A job shop has the opposite needs. Limited depth (you can always no-quote something. you can't no-quote your own parts) but they need to be able to handle a much wider variety of parts and do it cost effectively. A job shop can't spend three weeks tweaking a part (they may never see again) in. They have to get it right the first time. They need to have all the tools, not just some of the tools. They can't have major downtime like a product shop can.

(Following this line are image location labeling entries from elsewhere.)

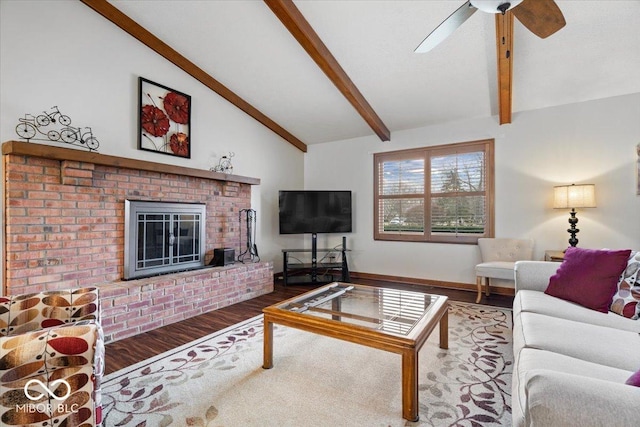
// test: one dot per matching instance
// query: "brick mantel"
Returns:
(59, 153)
(64, 228)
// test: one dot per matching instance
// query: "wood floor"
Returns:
(128, 351)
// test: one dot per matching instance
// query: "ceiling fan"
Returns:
(541, 17)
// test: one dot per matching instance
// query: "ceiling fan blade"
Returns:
(541, 17)
(446, 28)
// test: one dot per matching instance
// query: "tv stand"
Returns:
(315, 272)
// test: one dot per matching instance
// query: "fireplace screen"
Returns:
(163, 237)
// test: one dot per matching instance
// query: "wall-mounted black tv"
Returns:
(315, 212)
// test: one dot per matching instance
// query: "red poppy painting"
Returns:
(164, 120)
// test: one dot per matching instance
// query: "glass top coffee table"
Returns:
(387, 319)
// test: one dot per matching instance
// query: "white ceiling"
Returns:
(244, 46)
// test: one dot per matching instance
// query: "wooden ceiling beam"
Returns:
(117, 17)
(299, 27)
(504, 49)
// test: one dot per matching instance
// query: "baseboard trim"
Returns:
(498, 290)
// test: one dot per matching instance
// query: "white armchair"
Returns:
(499, 256)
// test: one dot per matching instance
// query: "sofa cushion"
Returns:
(538, 302)
(530, 359)
(588, 277)
(496, 270)
(591, 343)
(626, 301)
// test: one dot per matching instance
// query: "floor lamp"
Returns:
(571, 197)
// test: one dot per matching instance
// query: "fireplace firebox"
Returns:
(163, 237)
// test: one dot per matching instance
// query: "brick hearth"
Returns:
(64, 228)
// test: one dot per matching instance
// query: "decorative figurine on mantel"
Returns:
(56, 127)
(224, 165)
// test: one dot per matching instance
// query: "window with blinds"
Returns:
(441, 193)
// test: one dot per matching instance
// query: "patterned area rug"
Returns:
(319, 381)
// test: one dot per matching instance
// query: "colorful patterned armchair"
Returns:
(51, 359)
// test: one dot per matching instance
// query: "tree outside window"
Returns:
(449, 188)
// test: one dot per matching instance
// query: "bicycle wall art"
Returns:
(54, 126)
(164, 119)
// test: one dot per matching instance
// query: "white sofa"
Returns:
(571, 363)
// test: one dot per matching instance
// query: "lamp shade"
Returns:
(574, 196)
(491, 6)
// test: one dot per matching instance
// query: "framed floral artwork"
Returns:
(164, 119)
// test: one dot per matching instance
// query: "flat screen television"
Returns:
(314, 212)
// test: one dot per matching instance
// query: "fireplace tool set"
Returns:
(250, 254)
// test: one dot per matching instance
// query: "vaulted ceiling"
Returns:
(246, 48)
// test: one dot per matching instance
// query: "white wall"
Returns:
(63, 53)
(592, 142)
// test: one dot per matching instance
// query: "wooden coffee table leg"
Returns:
(444, 330)
(268, 344)
(410, 385)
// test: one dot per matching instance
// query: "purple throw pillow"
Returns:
(634, 379)
(588, 277)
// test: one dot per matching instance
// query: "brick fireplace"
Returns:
(64, 228)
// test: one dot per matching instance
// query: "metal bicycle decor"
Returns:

They can't say "this 304 stainless batch is crap, I'll just make it out of 303."

But a combined shop has the worst of both worlds IMHO. Either they're designing products that can be run with commodity capacity, and they'll get knocked off as soon as they launch, or they have a bunch of specialty capacity sitting idle while they run a batch of 10,000 spacers.

I'm sure there are counter-examples, but that's why job shoppers feel like you can't make money on products, and product people feel like you can't make money job shopping. They look similar on the outside, but there isn't as much overlap as it seems.

Very well stated. 100% true.
 

neilho

Titanium
Joined
Mar 23, 2006
Location
Vershire, Vermont
...But a combined shop has the worst of both worlds IMHO. Either they're designing products that can be run with commodity capacity, and they'll get knocked off as soon as they launch, or they have a bunch of specialty capacity sitting idle while they run a batch of 10,000 spacers.

Hmmm. Interesting perspective. I'm prob an anomaly - one man shop doing job shop work, have a product and do repair work to boot. And have worked for two shops (in my distant wasted youth) that did all three - we thought it was normal. You mean there's a difference? :D

Buncha Vermont woodchuck wierdos, I guess.
 

Garwood

Diamond
Joined
Oct 10, 2009
Location
Oregon
Hmmm. Interesting perspective. I'm prob an anomaly - one man shop doing job shop work, have a product and do repair work to boot. And have worked for two shops (in my distant wasted youth) that did all three - we thought it was normal. You mean there's a difference? :D

Buncha Vermont woodchuck wierdos, I guess.

There are a lot of shops that do that. I do my own products and I also do repair/breakdown machinework. As the products wind up the other stuff will wind down. I enjoy that work and it pays very well, but I find the more I focus my attention on things I don't like doing like web marketing and refining products I've been making for a long time, the more money I make.